While growing evidence highlights the role of gut microbiota and inflammatory proteins in cancer, with cancer-related inflammation now considered the seventh hallmark of cancer, the direct causal relationships between specific microbiota, cancer, and the potential mediating effects of inflammatory proteins have not been fully established.

METHODS

We employed Mendelian randomization (MR) to assess the causal relationships between gut microbiota, inflammatory proteins, and eighteen distinct cancers using data from extensive genome-wide association studies (GWAS).

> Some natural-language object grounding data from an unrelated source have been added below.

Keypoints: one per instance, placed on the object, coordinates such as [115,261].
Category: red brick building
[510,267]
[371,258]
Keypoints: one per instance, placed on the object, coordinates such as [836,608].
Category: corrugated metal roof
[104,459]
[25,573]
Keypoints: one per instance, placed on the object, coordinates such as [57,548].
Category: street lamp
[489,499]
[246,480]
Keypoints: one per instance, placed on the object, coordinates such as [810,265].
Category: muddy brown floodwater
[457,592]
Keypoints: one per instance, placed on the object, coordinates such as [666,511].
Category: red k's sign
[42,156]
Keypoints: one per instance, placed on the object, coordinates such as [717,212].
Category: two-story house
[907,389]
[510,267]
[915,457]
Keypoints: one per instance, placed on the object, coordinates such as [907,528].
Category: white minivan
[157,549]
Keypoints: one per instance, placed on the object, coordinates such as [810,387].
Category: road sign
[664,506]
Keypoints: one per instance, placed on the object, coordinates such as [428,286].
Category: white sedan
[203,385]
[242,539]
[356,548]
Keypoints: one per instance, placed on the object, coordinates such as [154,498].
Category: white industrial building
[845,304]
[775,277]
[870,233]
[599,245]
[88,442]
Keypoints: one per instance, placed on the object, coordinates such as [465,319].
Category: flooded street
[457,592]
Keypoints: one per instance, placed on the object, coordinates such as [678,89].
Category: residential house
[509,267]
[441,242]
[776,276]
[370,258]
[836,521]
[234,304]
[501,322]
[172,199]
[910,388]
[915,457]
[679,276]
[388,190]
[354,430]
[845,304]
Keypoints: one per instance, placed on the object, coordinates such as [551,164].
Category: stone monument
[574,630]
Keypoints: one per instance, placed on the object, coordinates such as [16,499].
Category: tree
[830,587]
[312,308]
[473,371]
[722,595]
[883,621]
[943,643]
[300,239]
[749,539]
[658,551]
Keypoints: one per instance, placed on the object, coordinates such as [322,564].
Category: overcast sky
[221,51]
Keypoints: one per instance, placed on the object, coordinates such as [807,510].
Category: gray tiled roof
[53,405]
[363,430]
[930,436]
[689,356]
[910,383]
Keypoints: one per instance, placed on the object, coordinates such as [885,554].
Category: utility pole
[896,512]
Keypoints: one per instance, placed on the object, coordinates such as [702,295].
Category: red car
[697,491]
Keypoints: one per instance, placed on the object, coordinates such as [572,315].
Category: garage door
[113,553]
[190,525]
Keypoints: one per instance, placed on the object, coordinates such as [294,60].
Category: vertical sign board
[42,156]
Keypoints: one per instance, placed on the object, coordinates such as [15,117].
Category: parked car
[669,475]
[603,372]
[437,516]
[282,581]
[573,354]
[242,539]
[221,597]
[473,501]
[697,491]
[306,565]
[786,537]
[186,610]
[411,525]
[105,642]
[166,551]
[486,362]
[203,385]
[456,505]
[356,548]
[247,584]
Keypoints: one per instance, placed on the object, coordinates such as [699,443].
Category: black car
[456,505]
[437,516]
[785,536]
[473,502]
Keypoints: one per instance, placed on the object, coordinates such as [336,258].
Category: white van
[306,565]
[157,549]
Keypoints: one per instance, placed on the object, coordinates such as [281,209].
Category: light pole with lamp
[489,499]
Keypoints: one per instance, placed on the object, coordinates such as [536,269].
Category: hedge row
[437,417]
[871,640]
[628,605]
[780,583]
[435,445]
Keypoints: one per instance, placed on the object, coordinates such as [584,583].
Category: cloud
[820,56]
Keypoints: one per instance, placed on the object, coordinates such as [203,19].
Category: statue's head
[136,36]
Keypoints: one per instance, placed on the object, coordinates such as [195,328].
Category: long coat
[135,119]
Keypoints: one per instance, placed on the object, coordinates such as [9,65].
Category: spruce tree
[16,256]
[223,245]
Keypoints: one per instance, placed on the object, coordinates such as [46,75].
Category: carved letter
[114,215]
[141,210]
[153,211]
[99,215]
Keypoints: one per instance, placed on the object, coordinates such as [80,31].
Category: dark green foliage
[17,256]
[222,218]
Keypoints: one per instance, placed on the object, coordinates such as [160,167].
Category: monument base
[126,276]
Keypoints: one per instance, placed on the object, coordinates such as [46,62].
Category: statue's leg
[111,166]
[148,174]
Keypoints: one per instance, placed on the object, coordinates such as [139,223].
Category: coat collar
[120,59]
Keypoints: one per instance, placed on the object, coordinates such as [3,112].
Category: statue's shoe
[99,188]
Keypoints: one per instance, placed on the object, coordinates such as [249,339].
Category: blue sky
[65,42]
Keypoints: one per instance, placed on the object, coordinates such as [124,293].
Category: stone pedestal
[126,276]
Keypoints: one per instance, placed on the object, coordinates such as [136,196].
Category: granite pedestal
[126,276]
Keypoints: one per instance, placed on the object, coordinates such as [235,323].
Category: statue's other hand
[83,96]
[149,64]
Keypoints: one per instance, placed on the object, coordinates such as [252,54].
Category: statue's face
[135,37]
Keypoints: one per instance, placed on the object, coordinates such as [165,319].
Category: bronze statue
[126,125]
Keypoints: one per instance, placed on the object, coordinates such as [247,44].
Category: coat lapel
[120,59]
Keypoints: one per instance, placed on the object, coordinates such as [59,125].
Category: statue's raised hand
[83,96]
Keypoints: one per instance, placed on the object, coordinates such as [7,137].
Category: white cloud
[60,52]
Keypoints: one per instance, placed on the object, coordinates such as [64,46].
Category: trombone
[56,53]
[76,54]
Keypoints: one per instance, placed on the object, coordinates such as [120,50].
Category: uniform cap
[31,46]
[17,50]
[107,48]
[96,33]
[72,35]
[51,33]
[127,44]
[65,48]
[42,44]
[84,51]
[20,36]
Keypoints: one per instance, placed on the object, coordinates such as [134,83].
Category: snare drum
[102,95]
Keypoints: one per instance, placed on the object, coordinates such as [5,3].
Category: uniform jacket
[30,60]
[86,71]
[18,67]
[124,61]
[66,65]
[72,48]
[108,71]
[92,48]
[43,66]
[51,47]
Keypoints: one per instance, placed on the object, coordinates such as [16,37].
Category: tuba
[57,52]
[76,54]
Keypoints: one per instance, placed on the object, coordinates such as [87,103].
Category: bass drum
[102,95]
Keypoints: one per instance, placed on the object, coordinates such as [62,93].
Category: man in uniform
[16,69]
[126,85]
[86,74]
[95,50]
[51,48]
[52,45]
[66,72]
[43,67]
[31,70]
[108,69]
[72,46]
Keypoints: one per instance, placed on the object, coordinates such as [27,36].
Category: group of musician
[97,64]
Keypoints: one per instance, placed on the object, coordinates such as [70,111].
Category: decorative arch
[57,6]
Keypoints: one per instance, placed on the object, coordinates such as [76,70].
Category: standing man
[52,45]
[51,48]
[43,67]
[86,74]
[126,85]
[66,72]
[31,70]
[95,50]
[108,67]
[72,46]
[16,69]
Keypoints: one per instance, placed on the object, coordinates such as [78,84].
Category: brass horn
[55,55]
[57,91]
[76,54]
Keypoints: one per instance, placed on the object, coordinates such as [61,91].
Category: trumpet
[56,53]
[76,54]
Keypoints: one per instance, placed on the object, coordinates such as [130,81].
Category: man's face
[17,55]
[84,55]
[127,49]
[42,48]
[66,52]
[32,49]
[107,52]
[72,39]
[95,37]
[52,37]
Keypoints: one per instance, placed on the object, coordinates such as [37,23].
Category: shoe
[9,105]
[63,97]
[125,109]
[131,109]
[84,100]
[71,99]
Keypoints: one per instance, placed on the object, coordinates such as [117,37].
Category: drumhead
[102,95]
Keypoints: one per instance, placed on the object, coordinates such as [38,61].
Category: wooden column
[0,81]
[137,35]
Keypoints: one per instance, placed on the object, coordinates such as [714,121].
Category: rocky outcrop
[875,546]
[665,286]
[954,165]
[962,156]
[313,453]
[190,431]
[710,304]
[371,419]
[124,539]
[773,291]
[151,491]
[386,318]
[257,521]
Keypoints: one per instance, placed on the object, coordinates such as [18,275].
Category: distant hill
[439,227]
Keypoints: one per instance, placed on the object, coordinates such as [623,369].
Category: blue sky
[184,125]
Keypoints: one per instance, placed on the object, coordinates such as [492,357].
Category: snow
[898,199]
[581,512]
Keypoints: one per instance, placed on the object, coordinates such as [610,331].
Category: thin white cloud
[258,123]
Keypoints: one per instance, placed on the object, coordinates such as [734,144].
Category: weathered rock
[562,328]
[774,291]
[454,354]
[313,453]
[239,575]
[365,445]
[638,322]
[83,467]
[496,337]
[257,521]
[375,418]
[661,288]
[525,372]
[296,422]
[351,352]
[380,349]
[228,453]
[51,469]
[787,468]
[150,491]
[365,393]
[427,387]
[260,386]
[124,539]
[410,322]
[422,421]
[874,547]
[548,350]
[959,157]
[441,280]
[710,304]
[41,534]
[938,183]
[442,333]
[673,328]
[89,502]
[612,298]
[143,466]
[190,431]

The primary statistical method utilized was inverse variance weighting (IVW). We also investigated whether inflammatory proteins could mediate the effects of gut microbiota on cancer development.

RESULTS

Our findings revealed 42 positive and 49 inverse causal impacts of gut microbiota on cancer risk (P < 0.05). Additionally, we identified 32 positive and 28 inverse causal relationships between inflammatory proteins and cancer risk. Moreover, genus Collinsella decreased the risk of lung cancer by decreasing levels of T-cell surface glycoprotein CD5 (mediating effect = 16.667%), while genus Ruminococcaceae UCG005 increased the risk of mesothelioma by increasing levels of CCL4 (mediating effect = 5.134%).

CONCLUSIONS

Our study provides evidence for a causal association between gut microbiota, inflammatory proteins, and eighteen different cancer types. Notably, the T-cell surface glycoprotein CD5 and CCL4 were identified as mediators linking the genus Collinsella with lung cancer and the genus Ruminococcaceae UCG005 with mesothelioma, respectively.